Future & Opportunity Symposium

Talk: International Collaboration: Smart and Effective Approaches

Prof. Yang Ki Hong

E.A Larry Drummon Endowed Chair fo Computer Engineering

Electrical Engineering, College of Engineering, The University of Alabama

Dr. Yang-Ki Hong is a Professor of the Electrical & Computer Engineering Department and Materials Science Program and was the E. A. “Larry” Drummond Endowed Chair (2006 - 2023) at the University of Alabama, Tuscaloosa, AL. He is the Director of NSF (National Science Foundation) IUCRC-UA: Center for Efficient Vehicles and Sustainable Transportation Systems. He received BS and MS (Condensed matter physics: Magnetism) in Physics from Yonsei University, Seoul, South Korea, and Ph.D. in metallurgy from the University of Utah in 1981. In 1992, he completed the Program of Management Development (PMD), the Graduate School of Business Administration, Harvard University, Boston, MA. Before joining the University of Alabama as the Endowed Chair Professor in 2006, he was a Professor of Materials Science & Engineering and an Adjunct Professor of Electrical & Computer Engineering at the University of Idaho, and Sr. Vice President of the R&D Division of OCI Company, Ltd., Seoul, South Korea.

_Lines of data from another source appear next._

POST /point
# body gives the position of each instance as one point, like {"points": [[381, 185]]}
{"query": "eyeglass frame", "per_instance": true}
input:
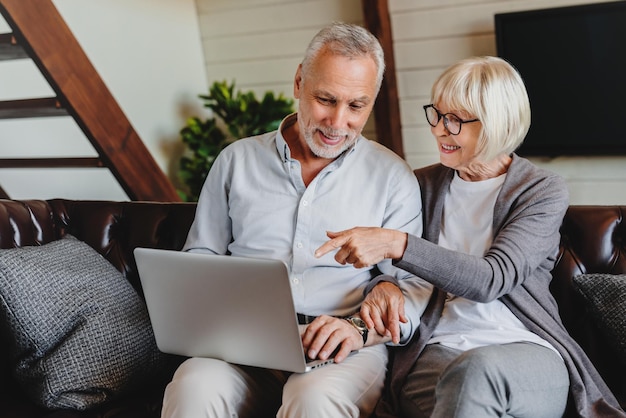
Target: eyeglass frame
{"points": [[446, 121]]}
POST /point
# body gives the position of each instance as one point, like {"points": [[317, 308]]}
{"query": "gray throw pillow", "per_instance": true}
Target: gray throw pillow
{"points": [[605, 295], [78, 332]]}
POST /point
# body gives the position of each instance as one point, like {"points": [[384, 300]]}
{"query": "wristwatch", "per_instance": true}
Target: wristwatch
{"points": [[360, 325]]}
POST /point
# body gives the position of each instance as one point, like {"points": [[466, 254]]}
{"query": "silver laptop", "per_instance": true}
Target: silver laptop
{"points": [[236, 309]]}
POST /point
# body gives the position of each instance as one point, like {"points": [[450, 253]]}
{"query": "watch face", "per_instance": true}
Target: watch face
{"points": [[358, 322]]}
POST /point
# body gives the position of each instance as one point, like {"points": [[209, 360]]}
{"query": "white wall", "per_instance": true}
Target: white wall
{"points": [[259, 43], [157, 55], [148, 53]]}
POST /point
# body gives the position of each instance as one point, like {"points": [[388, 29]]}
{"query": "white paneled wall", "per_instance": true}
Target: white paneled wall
{"points": [[429, 35], [259, 43]]}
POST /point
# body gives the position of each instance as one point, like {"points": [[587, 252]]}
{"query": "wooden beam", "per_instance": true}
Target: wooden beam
{"points": [[43, 34], [387, 107]]}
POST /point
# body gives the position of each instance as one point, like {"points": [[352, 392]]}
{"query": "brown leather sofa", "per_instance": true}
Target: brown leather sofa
{"points": [[593, 240]]}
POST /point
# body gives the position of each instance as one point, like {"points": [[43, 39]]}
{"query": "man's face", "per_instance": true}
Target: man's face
{"points": [[335, 97]]}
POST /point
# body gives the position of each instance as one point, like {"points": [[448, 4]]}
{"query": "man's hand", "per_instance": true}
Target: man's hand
{"points": [[364, 246], [383, 310], [326, 333]]}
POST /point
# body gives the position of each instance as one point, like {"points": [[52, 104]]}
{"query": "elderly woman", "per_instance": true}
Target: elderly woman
{"points": [[491, 343]]}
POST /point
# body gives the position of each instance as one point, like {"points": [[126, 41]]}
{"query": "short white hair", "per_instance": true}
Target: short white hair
{"points": [[491, 90]]}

Dr. Hong’s research focuses on electromagnetics, computational materials science, magnetic materials, and their applications to rare-earth-free permanent magnets for electric motors for electric vehicles, soft magnets for power electronics, 5G/6G antennas for telematics, and EMI in the 5G/6G frequency range. He has published about 200 refereed journal articles, presented about 270 peer-reviewed abstracts at international conferences and symposia, and delivered several plenaries, keynotes, invited papers, and 170 invited lectures and seminars. He holds 27 US and 9 Korea Patents.


Dr. Hong was a member of the technical committee of the IEEE Magnetics Society (2012 - 2017) and served on the program committee of the IEEE International Magnetics Conference (InterMAG) and International Conference on Magnetism and Magnetic Materials (MMM, AIP) and chaired many sessions for years. He was the publication committee chair for the 2016 IEEE International Conference on Microwave Magnetics. Dr. Hong is an Associate Editor of the Quantum Materials Section of “Frontiers in Materials” and an editorial board member of IEEE Magnetics Letters, Scientific Reports, Electronics, and Science of Advanced Materials.




Talk: AI Impact on Robots: Current and the Future

Prof. Dennis Hong

Professor, Mechanical and Aerospace Engineering, Samueli School of Engineering

University of California at Los Angeles (UCLA)


Dr. Dennis Hong, a TED alumnus, is a Professor and the Founding Director of RoMeLa (Robotics & Mechanisms Laboratory) of the Mechanical & Aerospace Engineering Department at UCLA. His research focuses on robot locomotion and manipulation, autonomous vehicles and humanoid robots. He is the inventor of a number of novel robots and mechanisms, including the ‘whole skin locomotion’ for mobile robots inspired by how amoeba move, a unique three-legged waking robot STriDER, an air-powered robotic hand RAPHaEL, and the world’s first car that can be driven by the blind. His work has been featured on numerous national and international media. Washington Post magazine called Dr. Hong “the Leonardo da Vinci of robots.”

 

Dr. Hong has been named to Popular Science’s 8th annual “Brilliant 10”, honoring top scientists younger than 40 years of age from across the United States, “Forward Under 40” by the University of Wisconsin-Madison Alumni Association, and also honored as “Top 40 Under 40” alumni by Purdue University. Hong’s other past awards include the National Science Foundation’s CAREER award, the SAE International’s Ralph R. Teetor Educational Award, and the ASME Freudenstein / GM Young Investigator Award to name a few. Dr. Hong also actively leads student teams for various international robotics and design competitions winning numerous top prizes including the DARPA Urban Challenge where they won third place and the $500,000 prize, and the RoboCup, the international autonomous robot soccer competition where his team won First Place in both the Kid-Size and Adult-Size Humanoid divisions and brought the Louis Vuitton Cup Best Humanoid Award to the United States for the very first time.

 

Dr. Hong received his B.S. degree in Mechanical Engineering from the University of Wisconsin-Madison (1994), his M.S. and Ph.D. degrees in Mechanical Engineering from Purdue University (1999, 2002).